Aggiornamento: 17 feb 2023

La conferenza alla Macroarea di Lettere a TorVergata su “Violenza Urbana e Diversità” organizzata dal Prof. Piero Vereni è stata un’occasione di confronto.


Sono intervenuti Massimo Ilardi, sociologo urbano; Andrea Priori, antropologo; Francesco Tieri, portavoce CAIL; S. N. Allam (BACHCU) presidente Dhuumcatu, e David Tozzo presidente di ACORN Italy.


Il tema ha riguardato la diversità nella contesa dello spazio urbano, sempre più additata come fonte di pericolo.

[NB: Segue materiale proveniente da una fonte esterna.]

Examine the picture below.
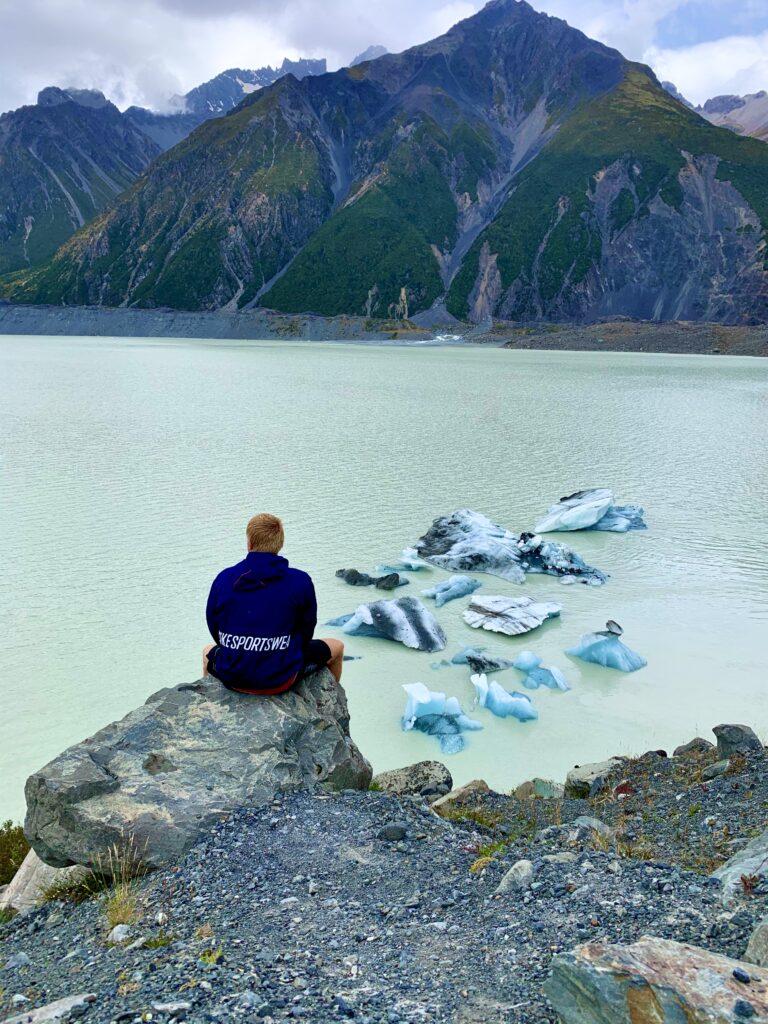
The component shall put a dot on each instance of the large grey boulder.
(29, 885)
(155, 780)
(750, 862)
(580, 780)
(412, 779)
(654, 981)
(736, 739)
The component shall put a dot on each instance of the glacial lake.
(130, 467)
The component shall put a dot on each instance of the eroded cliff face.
(701, 257)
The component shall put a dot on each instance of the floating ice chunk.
(468, 542)
(404, 620)
(479, 662)
(487, 663)
(511, 615)
(450, 590)
(355, 579)
(536, 676)
(591, 509)
(605, 648)
(526, 660)
(436, 715)
(462, 656)
(502, 704)
(622, 518)
(410, 561)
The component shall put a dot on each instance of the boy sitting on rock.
(262, 614)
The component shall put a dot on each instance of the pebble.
(393, 833)
(743, 1009)
(120, 933)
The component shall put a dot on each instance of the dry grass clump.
(13, 848)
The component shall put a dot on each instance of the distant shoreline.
(260, 325)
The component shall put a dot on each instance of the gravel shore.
(610, 336)
(369, 907)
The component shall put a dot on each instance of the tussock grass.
(13, 848)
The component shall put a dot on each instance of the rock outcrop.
(736, 739)
(155, 780)
(415, 779)
(747, 868)
(580, 780)
(654, 981)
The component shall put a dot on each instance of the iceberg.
(502, 704)
(436, 715)
(404, 620)
(605, 648)
(452, 589)
(511, 615)
(591, 509)
(468, 542)
(536, 676)
(477, 660)
(409, 562)
(389, 582)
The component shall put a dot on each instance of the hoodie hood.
(259, 569)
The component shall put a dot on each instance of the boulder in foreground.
(654, 981)
(188, 757)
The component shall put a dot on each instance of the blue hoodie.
(262, 614)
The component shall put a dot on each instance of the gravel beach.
(374, 908)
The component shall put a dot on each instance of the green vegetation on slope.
(547, 210)
(381, 243)
(217, 209)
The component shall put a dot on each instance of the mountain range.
(66, 158)
(512, 168)
(743, 115)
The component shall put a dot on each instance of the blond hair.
(265, 534)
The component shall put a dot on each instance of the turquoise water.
(130, 467)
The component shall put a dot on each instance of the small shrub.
(76, 889)
(480, 864)
(211, 956)
(120, 907)
(13, 848)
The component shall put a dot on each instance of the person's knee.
(336, 647)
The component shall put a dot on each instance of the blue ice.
(536, 676)
(450, 590)
(591, 509)
(436, 715)
(608, 651)
(502, 704)
(622, 518)
(410, 560)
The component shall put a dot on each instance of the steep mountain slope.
(743, 115)
(371, 53)
(510, 168)
(60, 163)
(637, 207)
(213, 99)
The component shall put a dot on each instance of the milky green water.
(130, 467)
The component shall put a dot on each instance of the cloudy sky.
(142, 51)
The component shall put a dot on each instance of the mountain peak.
(372, 53)
(52, 96)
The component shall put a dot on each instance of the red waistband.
(270, 692)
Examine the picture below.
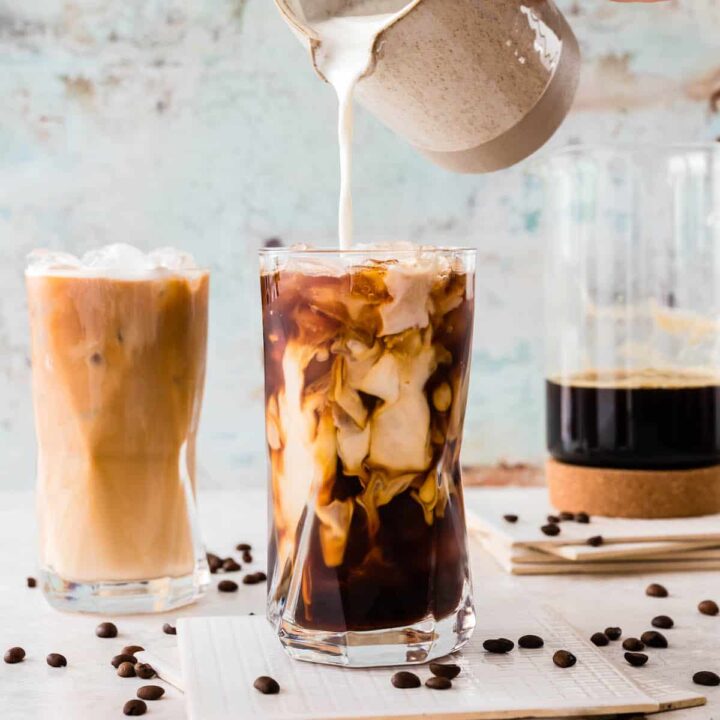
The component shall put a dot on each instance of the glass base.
(125, 597)
(415, 644)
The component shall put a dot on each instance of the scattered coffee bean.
(405, 680)
(134, 707)
(14, 655)
(552, 530)
(664, 622)
(707, 678)
(266, 685)
(564, 659)
(56, 660)
(636, 659)
(633, 644)
(144, 671)
(106, 630)
(118, 660)
(498, 645)
(652, 638)
(126, 669)
(656, 590)
(531, 642)
(150, 692)
(449, 671)
(436, 683)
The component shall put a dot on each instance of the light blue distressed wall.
(198, 123)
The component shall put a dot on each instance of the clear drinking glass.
(366, 373)
(118, 372)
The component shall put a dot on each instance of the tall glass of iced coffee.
(118, 361)
(366, 373)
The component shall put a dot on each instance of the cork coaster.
(634, 493)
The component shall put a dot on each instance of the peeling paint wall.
(198, 123)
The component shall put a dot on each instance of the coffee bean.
(564, 659)
(134, 707)
(14, 655)
(126, 669)
(531, 642)
(56, 660)
(436, 683)
(499, 645)
(106, 630)
(636, 659)
(449, 671)
(144, 671)
(662, 621)
(633, 644)
(266, 685)
(405, 680)
(227, 586)
(656, 590)
(150, 692)
(118, 660)
(708, 607)
(707, 678)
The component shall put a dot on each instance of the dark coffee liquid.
(648, 421)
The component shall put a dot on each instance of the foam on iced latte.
(118, 357)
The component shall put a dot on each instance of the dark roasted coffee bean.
(633, 644)
(134, 707)
(405, 680)
(150, 692)
(563, 658)
(436, 683)
(652, 638)
(118, 660)
(656, 590)
(106, 630)
(531, 642)
(708, 607)
(144, 671)
(707, 678)
(636, 659)
(14, 655)
(266, 685)
(56, 660)
(449, 671)
(126, 669)
(498, 645)
(663, 622)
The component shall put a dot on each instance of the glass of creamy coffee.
(367, 354)
(118, 365)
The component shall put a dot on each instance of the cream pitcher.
(474, 85)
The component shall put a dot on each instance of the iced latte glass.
(366, 373)
(118, 360)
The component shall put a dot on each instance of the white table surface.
(89, 688)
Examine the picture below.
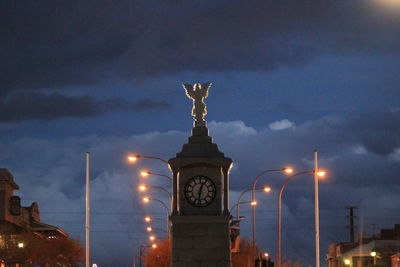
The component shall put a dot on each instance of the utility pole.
(87, 225)
(351, 225)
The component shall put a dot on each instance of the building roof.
(47, 228)
(365, 249)
(6, 176)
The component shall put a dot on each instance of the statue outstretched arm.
(204, 88)
(189, 90)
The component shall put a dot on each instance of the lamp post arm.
(163, 189)
(253, 193)
(258, 178)
(167, 212)
(162, 175)
(237, 206)
(238, 202)
(148, 157)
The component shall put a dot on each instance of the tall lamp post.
(253, 195)
(318, 173)
(265, 188)
(147, 199)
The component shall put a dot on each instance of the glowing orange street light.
(288, 170)
(317, 172)
(145, 173)
(142, 187)
(132, 158)
(266, 189)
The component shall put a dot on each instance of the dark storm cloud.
(57, 43)
(354, 176)
(35, 106)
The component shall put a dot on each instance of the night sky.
(288, 77)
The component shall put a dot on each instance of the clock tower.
(200, 217)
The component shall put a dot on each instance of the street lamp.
(133, 158)
(144, 187)
(141, 248)
(266, 189)
(145, 173)
(153, 229)
(148, 199)
(319, 173)
(253, 195)
(373, 254)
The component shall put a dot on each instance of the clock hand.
(201, 188)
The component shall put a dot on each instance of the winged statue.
(198, 92)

Lo spazio, nel tempo presente, dove il presente è territorio, che opera e divide, assume le forme di un contenitore esplosivo di conflittualità; paradossalmente questo avviene nell’epoca decantata come della condivisione, della connettività, del social; così da identificare due mondi distinti dove prevalgono in uno le pratiche del territorio e nell’altro le pratiche della rete, creando dei conflitti, tra chi lo abita e chi lo influisce governandolo.


Lo spazio è a somma zero, due individui non possono occupare lo stesso spazio senza innescare delle conflittualità. Da questo monopolio dello spazio è nata l’attitudine/propensione/necessità ad occupare lo spazio. L’obbiettivo è la domanda di libertà, senza nessuna regola e senza nessuna legge: questo non è giusto, ma è l’attualità conformata e confermata.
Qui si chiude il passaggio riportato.